Rock star Damen Warner has been screaming in Gwydhar Gebien’s ear since 2005. As the protagonist of Gebien’s Enfant Terrible books, Damen has undergone many transformations in the years since he first opened his mouth. He’s been imagined as both the star of a graphic novel and a screenplay, but his story finally came to fruition as a trilogy of novels. Damen’s journey will now end in June with the release of Enfant Terrible: Showstopper.

Born in New Mexico but raised in Chicago, Gebien felt drawn to art, theater, and film early on, particularly dramas. She counts Star Wars: Renaissance and Macbeth among her influences. Having graduated from Wesleyan in 2004 with a theater degree, Gebien spent years writing and producing short films. But Damen was always there, forcing his chaotic world into story development. In 2012, Gebien moved to Los Angeles, enrolling in USC’s Cinematic Arts program the following year. She continues to live in LA, working as a project manager for Skydance Animation.

“I was [always] interested in what art could do, storytelling through art, and visual storytelling, which is how I got into film. Then I realized it’s the characters in the story that I really enjoy, which translates into writing. Then Damen took over, as he does,” she says with a laugh, calling him “a character you force through…the ringer to get them to reach the growth point.” 

Gebien finally committed to putting Damen on the page in 2016. Her primary motivator? Spite. After an older, esteemed writer rebuffed her attempts at friendship, Gebien’s mental health spiraled, much like Damen’s. After years of therapy and healing, Gebien also received two diagnoses: She’s on the autism spectrum and has ADD. But she wasn’t alone—Damen and his story were right there to help her process her diagnoses, although he dealt with his neurodivergence with far more alcohol, controlled substances, and yelling. 

In Damen, readers see many of their worst fears about self-image, belonging, and success turned up to an 11. He’s a hardcore musician sliding into the scarlet letter of rock stars: “washed up.” It becomes clear that the “mental health issues [that] have been plaguing him that he never recognized, [come] to the surface. It gives him perspective. I wrote it before I had such an experience myself,” says Gebien. “But going into therapy and treatment…being able to get the diagnosis, I’m like, Oh, that’s how I always felt a little bit outside; that’s why I always felt a little bit different.”

Drawing on her theater and film knowledge, Gebien structures chapters like scenes, using dialogue deftly to show how Damen’s abrasive, self-sabotaging nature affects those around him. By Gebien’s own count, there are 309 instances of the word fuck and 92 uses of shit. But the book’s heart comes from the anguish of Damen’s internal monologue. Gebien warns in a foreword that the book contains dark themes such as addiction, abuse, and mental health crises. But this is how Damen reveals his most resonant feelings, such as a night drinking absinthe with his girlfriend, Melody, and the epiphanies of its hallucinatory effects:

She pinned me down and dug her fingernails into my skin, peeling it back, layer by layer to see what was underneath. I expected it to hurt, but each wound sent waves of pleasure through me. She sifted through my vitals, pulling them out one by one and tasting the ones that interested her—liver, kidneys, lungs.
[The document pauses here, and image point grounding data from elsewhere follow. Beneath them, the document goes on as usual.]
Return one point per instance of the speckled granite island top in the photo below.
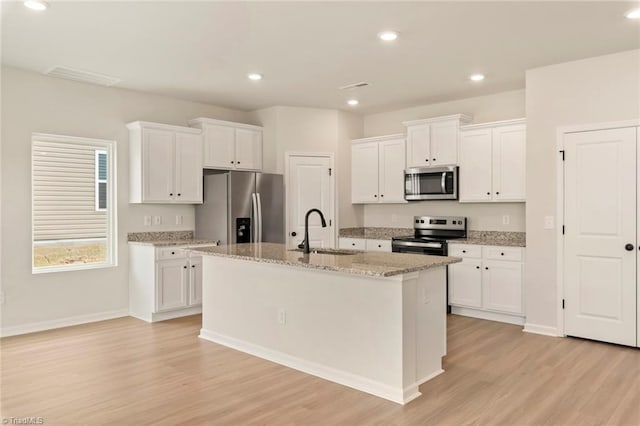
(166, 239)
(375, 264)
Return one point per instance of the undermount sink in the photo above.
(334, 252)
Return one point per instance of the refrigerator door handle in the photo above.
(259, 235)
(254, 213)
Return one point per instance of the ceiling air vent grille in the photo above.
(80, 75)
(354, 85)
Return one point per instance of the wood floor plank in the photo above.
(126, 371)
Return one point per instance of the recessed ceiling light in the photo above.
(36, 4)
(388, 35)
(633, 14)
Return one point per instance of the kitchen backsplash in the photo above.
(482, 216)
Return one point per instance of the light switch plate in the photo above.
(548, 222)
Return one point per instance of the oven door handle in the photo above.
(412, 244)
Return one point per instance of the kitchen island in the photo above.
(372, 321)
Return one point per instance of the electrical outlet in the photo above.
(282, 316)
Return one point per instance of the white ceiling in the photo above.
(202, 51)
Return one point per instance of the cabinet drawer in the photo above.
(378, 245)
(352, 243)
(170, 253)
(503, 253)
(465, 250)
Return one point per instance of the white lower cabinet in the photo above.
(164, 283)
(488, 282)
(364, 244)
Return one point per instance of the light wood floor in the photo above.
(128, 372)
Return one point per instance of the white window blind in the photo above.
(73, 219)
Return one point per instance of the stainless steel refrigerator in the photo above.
(242, 207)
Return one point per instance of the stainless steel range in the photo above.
(431, 234)
(430, 237)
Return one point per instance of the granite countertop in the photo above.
(374, 233)
(375, 264)
(487, 238)
(493, 238)
(167, 239)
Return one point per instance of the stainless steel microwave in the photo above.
(431, 183)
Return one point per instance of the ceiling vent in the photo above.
(354, 85)
(80, 75)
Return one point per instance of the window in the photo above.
(73, 203)
(101, 180)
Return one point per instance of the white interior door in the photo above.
(600, 245)
(310, 184)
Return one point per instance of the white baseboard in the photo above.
(63, 322)
(491, 316)
(398, 395)
(541, 329)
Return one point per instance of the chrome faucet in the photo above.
(304, 245)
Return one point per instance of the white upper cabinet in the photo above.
(377, 169)
(165, 164)
(434, 141)
(509, 162)
(492, 162)
(475, 165)
(364, 173)
(229, 145)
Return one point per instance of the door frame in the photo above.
(332, 213)
(561, 132)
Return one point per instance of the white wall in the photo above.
(488, 217)
(298, 129)
(36, 103)
(595, 90)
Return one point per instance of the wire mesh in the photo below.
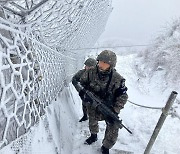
(38, 42)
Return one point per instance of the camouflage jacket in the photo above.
(111, 88)
(76, 78)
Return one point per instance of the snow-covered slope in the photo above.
(60, 132)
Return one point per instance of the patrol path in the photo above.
(82, 134)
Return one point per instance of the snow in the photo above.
(60, 132)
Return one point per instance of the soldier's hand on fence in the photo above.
(82, 93)
(109, 120)
(84, 96)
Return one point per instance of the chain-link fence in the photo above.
(38, 42)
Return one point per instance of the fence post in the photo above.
(162, 118)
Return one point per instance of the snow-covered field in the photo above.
(60, 132)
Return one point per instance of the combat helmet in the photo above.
(109, 57)
(90, 62)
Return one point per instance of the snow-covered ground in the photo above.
(60, 132)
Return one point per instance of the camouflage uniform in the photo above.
(90, 62)
(75, 81)
(109, 87)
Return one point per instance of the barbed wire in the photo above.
(149, 107)
(116, 46)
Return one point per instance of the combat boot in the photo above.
(84, 118)
(91, 139)
(104, 150)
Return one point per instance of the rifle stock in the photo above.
(97, 103)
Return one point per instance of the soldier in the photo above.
(89, 63)
(108, 85)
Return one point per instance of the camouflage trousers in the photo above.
(111, 132)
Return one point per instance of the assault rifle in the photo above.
(105, 111)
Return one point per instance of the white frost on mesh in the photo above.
(41, 48)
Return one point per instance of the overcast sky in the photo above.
(140, 20)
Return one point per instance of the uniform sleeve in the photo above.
(84, 80)
(76, 79)
(120, 97)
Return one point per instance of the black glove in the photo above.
(84, 96)
(109, 120)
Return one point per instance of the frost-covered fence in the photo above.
(39, 52)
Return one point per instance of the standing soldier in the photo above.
(108, 85)
(89, 63)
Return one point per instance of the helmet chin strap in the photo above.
(103, 73)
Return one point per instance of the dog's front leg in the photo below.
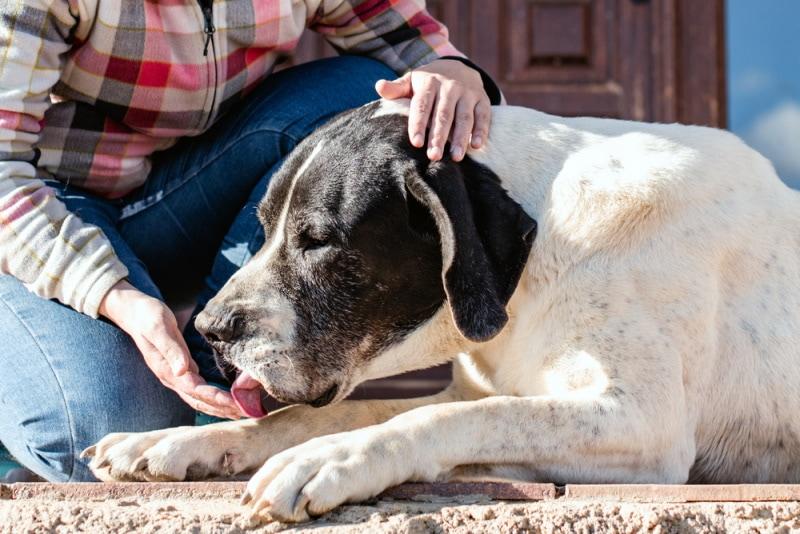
(233, 447)
(602, 440)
Then she pulled out my heart and held it in her hands, a fragile thing made of tissue paper, torn in half, taped together, frayed, and crumpled at the edges. 

When readers meet Damen in Showstopper, he knows something’s gotta give, and that something is him. A death in his family has created new tensions about wills and inheritances between him and his estranged siblings and parents. Melody, a single mother, has grown weary of his chaotic, vodka-soaked lifestyle and self-destructive behavior. Potential redemption in the form of a new album with his band looms over their heads. And someone keeps throwing eggs at him. He messes up—a lot—but he also does just enough good deeds to remain endearing, including saving a neglected dog and stepping up to care for Melody’s young daughter, Victoria, when her mother cannot.
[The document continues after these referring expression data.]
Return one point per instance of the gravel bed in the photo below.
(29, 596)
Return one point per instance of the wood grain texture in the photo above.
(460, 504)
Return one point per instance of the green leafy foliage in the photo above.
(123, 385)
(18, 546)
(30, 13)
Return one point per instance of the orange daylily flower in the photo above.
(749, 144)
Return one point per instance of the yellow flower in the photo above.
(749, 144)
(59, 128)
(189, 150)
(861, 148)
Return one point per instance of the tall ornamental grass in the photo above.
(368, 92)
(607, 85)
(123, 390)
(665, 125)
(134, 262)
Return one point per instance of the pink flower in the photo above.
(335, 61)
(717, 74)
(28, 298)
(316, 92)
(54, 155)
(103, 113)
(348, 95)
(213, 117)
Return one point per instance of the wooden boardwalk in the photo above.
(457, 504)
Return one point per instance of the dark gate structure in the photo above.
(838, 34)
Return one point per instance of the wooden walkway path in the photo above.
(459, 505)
Kirkus Reviews notes of the trilogy’s second book, Headliner, that “Damen’s narrative voice is distinct, raw, and cynical…from the very first page.” This voice is on full volume in Showstopper as he grapples with throwing in life’s proverbial towel or truly embracing sobriety and turning his life around. The review of Headliner also mentions that “he doesn’t make much music throughout the course of the book,” which Gebien rectifies in Showstopper, peering into the band’s creative process and how Damen’s recent experiences shape the songs. But nothing good that happens in the book, as one can imagine, comes easily.
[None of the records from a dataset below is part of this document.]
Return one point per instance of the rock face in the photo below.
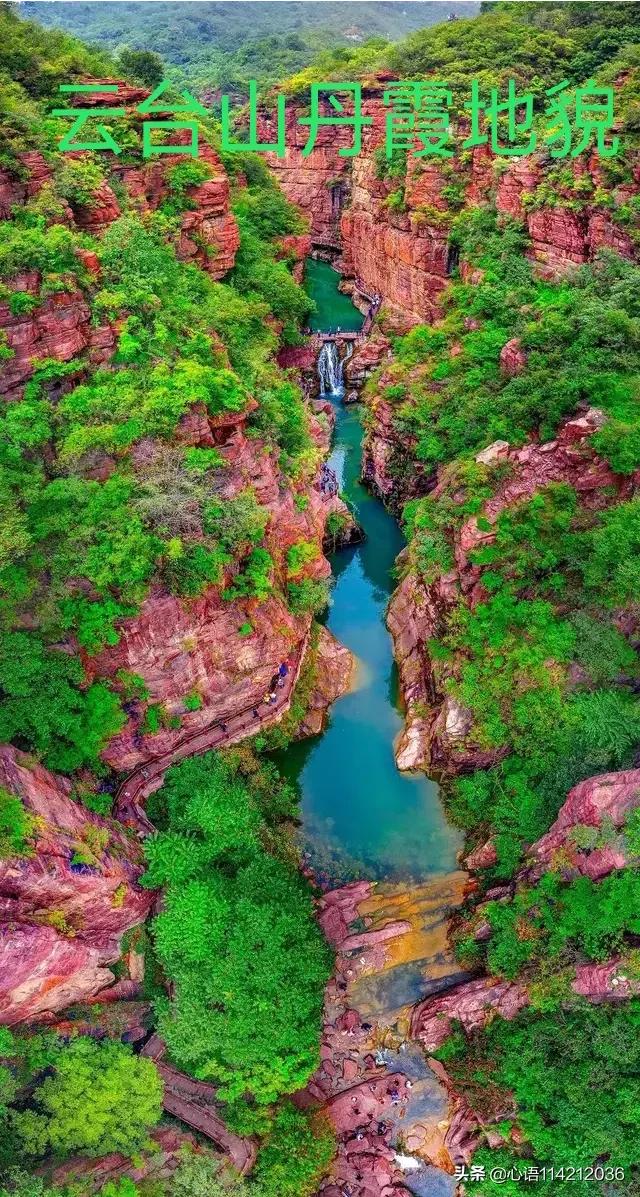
(601, 803)
(373, 1082)
(224, 651)
(438, 731)
(477, 1002)
(66, 907)
(218, 654)
(333, 673)
(394, 232)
Despite the heavy subject matter, Gebien doesn’t intend to twist the knife. Damen’s journey is arduous and winding, but it has an ending he has earned. Without Damen’s persistent nagging, Gebien is now thinking of making a science-fiction children’s book inspired by the Foo Fighters’ Dave Grohl. As she’s learned on her own mental health journey, you never stop needing to grow and benefit from change.

“The takeaway I hope people get is that it’s worth addressing your mental health straight on. Who you’ve always been doesn’t mean it’s who you always have to be.”


Amelia Williams is a freelance writer living in Brooklyn.